In 1950 he moved to Bishopstrow House, an imposing Regency house near Warminster, Wiltshire, which was to be his home until he settled in Guernsey in 1976. Bishopstrow provided a backdrop to the largest and most important collection of British and European guns in private hands. It was also the centre of learning where a series of standard reference works mainly on British firearms were produced, nearly all in collaboration with his friend David Henry Lempriere Back, which are now regarded as the definitive on their subject.

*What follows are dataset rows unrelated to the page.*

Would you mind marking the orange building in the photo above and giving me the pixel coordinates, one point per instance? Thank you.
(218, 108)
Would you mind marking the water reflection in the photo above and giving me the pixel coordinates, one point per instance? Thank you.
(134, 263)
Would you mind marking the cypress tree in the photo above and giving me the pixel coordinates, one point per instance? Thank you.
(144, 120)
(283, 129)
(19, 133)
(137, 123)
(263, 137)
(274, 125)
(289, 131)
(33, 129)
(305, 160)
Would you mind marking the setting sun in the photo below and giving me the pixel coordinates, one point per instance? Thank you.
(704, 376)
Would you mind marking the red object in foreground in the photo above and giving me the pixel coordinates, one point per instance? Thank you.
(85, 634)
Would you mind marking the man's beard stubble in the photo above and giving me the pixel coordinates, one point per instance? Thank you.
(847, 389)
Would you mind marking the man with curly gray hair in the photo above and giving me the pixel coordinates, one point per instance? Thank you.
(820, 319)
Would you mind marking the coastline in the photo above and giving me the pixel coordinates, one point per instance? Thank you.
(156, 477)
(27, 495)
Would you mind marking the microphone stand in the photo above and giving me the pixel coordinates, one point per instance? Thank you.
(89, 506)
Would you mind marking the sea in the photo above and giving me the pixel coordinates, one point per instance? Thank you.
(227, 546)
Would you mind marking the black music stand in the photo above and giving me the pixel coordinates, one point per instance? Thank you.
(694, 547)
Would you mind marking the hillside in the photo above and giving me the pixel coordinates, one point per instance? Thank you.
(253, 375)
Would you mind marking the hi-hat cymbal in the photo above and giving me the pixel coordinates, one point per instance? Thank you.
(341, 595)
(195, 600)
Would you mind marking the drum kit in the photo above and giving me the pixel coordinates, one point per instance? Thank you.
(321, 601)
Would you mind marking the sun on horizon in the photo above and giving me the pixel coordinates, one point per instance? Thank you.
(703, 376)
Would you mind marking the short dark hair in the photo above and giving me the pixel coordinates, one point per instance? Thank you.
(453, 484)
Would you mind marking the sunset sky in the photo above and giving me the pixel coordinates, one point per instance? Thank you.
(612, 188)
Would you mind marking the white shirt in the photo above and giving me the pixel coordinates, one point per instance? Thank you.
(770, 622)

He was also an expert on railway telegraph insulators (on which he also wrote two books), steam engines, and vintage Bentley motor cars.

Every firearm was stripped and cleaned, nearly always by himself, according to his own system, after which it was ready to fire at a moment's notice – usually at Colonel Peter Hawker's iron target which stood on the lawn outside the drawing room. All the flintlocks were fitted with a professionally knapped flint wrapped in red Morocco leather to hold it firmly in place.

Keith Neal's interest had always been in his own words "that of a shooter first and a collector afterwards. All my life my first thought on finding a gun has been does it fit me? Can I shoot with it?" His extraordinary feel for wood and metal was complemented by a love of field sports, and of the countryside and its traditions. He was also thoroughly conversant with contemporary gunmaking, and served three times as Master of the Worshipful Company of Gunmakers.

==Personal life==
In December 1947 Keith Neal married Jane Erskine-Murray. They had one daughter, Diana Margaret Jane.

==Bibliography==
- "Spanish Guns and Pistols" (1955)
- "An Exhibition of Firearms: Selected from the collection of W. Keith Neal" (1962)
- "An exhibition of Firearms : Showing the development of the gun, the rifle and the pistol from Queen Elizabeth I to H. M. Queen Elizabeth II, selected from the collection W. Keith Neal Esq." (1962)
- "The Mantons: Gunmakers" (1967) (with D.H.L. Back)
- "Collecting Duelling Pistols" (1968)
- "Forsyth & Co: Patent Gunmakers" (1969) (with D.H.L. Back)
- "Great British Gunmakers, 1740-1790: The history of John Twigg and the Packington guns" (1975) (with D.H.L. Back)
- "A Supplement to The Mantons, Gunmakers" (1978) (with D.H.L. Back)
- "British Gunmakers: Their trade cards, cases & equipment, 1760–1860" (1980) (with D.H.L. Back)
- "Searching for Railway Telegraph Insulators" (1982)
- "Great British Gunmakers: 1540-1740" (1984) (with D.H.L. Back)
- "Railway and other Rare Insulators" (1987)
- "British Gunmakers: Messrs Griffin & Tow and W. Bailes 1740-1790" (1989) (with D.H.L. Back)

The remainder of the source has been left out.